A different output folder can be specified by using the Link metadata on None/Content items:

<Content Include="test.stl">
  <Link>some\folder\%(Filename)%(Extension)</Link>
  <CopyToOutputDirectory>PreserveNewest</CopyToOutputDirectory>
</Content>

When using wildcards in an include statement, this is also the way to preserve the directory hierarchy, even for files coming from outside the project directory:

<Content Include="..\shared\**\*">
  <Link>some\folder\%(RecursiveDir)%(Filename)%(Extension)</Link>
  <CopyToOutputDirectory>PreserveNewest</CopyToOutputDirectory>
</Content>

In SDK-based projects (default for ASP.NET Core / .NET Core / .NET Standard projects) using a 2.0.0+ SDK, the same can be achieved using the LinkBase metadata:

<Content Include="..\shared\**\*" LinkBase="some\folder" CopyToOutputDirectory="PreserveNewest" />
3
  • 1
    Works perfectly, should be the accepted answer IMHO. Thanks! – BlueStrat Apr 7 '18 at 0:53
  • 1
    Yes. This works. Especially in the "ClickOnce" world! This is great in a solution where you work hard to eliminate all of the coupling (dlls/sub projects knowing about each other)... but then have to put it back for ClickOnce. – Chad Lehman Aug 20 '19 at 13:27
  • Worked for Visual Studio 2019 + Microsoft Visual Studio Installer Project. Thanks. – Pressacco Jan 22 at 2:33
9
+50

You can, but not with 'Content'. It depends on the item task, but most of the built-in ones you could hack in, arnt worth the trouble or side-effects.

There is a basic well worn path for dealing with this :) This also avoids the nasty PostBuild cmd shell way if you are doing .Net, and uses the actuall build process.

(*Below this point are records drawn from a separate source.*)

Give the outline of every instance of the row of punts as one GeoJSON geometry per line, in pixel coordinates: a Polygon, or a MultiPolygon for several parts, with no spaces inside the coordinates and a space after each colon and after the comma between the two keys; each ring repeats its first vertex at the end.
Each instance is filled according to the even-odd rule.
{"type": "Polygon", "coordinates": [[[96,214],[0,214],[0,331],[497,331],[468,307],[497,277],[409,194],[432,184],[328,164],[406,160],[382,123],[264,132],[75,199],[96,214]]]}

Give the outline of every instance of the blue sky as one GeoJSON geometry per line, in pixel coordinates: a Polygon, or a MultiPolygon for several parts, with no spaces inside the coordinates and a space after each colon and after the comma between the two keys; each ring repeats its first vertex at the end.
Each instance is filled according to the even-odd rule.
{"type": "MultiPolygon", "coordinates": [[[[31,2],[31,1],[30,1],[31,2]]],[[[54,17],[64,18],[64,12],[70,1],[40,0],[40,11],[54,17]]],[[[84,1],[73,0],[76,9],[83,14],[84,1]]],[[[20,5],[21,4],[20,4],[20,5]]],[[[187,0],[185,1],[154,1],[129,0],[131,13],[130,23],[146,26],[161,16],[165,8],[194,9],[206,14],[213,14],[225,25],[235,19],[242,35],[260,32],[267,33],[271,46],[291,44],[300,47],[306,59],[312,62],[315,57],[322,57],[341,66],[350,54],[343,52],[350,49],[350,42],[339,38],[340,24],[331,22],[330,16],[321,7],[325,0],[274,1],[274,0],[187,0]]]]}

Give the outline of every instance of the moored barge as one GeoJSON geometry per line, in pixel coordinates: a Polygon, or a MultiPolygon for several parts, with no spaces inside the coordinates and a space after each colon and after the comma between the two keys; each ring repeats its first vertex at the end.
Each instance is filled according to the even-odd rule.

I didnt see any other answers like this, using strieght up MSBuild, where I think the heart of the OPs question is. This is the core concept, and the shortest path, baring finding an item type that has a 'relative to outputpath' path parameter with no side effects.

1) Post Process Style:

<ItemGroup>
  ...
  <MyTargets Include="test.stl"/>
  ...
</ItemGroup>

Then at the bottom (using whatever paths you are after):

<PropertyGroup>
  <MyDeployDir>$(SolutionDir)$(Configuration)</MyDeployDir>
  <MyOtherDeployDir>$(SolutionDir)$(Configuration)\Templates</MyDeployDir>
</PropertGroup>

Then your existing MS build includes (dont add this, is here as a marker):

<Import Project="$(MSBuildBinPath)\Microsoft.CSharp.targets" />

Then the 'after build':

<Target Name="AfterBuild">
  <Copy SourceFiles="@(MyTargets)" DestinationFolder="$(MyDeployDir)" SkipUnchangedFiles="true" />
  <Copy SourceFiles="@(MyOtherTargets)" DestinationFolder="$(MyOtherDeployDir)" SkipUnchangedFiles="true" />
  <Copy SourceFiles="@(MyTargets2)" DestinationFolder="$(MyDeployDir)\IHeardYourMomLikesGrapeNuts" SkipUnchangedFiles="true" />
</Target>

The fundemental issue is that project items dont do anything by default, they have a type like 'Content' or 'MyTarget'. Its those types that say what will happen. You might be able to find a task, or type, or build script include that has what you want, but there is nothing intrinsic about a item in an itemgroup as far as what will happen with that file during build. The above is a balance between power of a specially built 'task' but with out all trouble.

Once you add

 <ItemGroup>
    <MyOutFiles Include="xxx.xxx" />

one time to the project file, it will then appear in the BuildAction list for any file, where you can set on any file without having to edit the proj file manually.


2) In one step

In later versions of MSBuild you can embed an 'ItemGroup' inside the 'AfterBuild' target and do the above or do other fancy things without touching the rest of the file. This allows for instance grabbing the resultof the build using a simple Include and displacing it somewhere else. This is all without doing RoboCopy anything or resorting to the more complicated build target function processing.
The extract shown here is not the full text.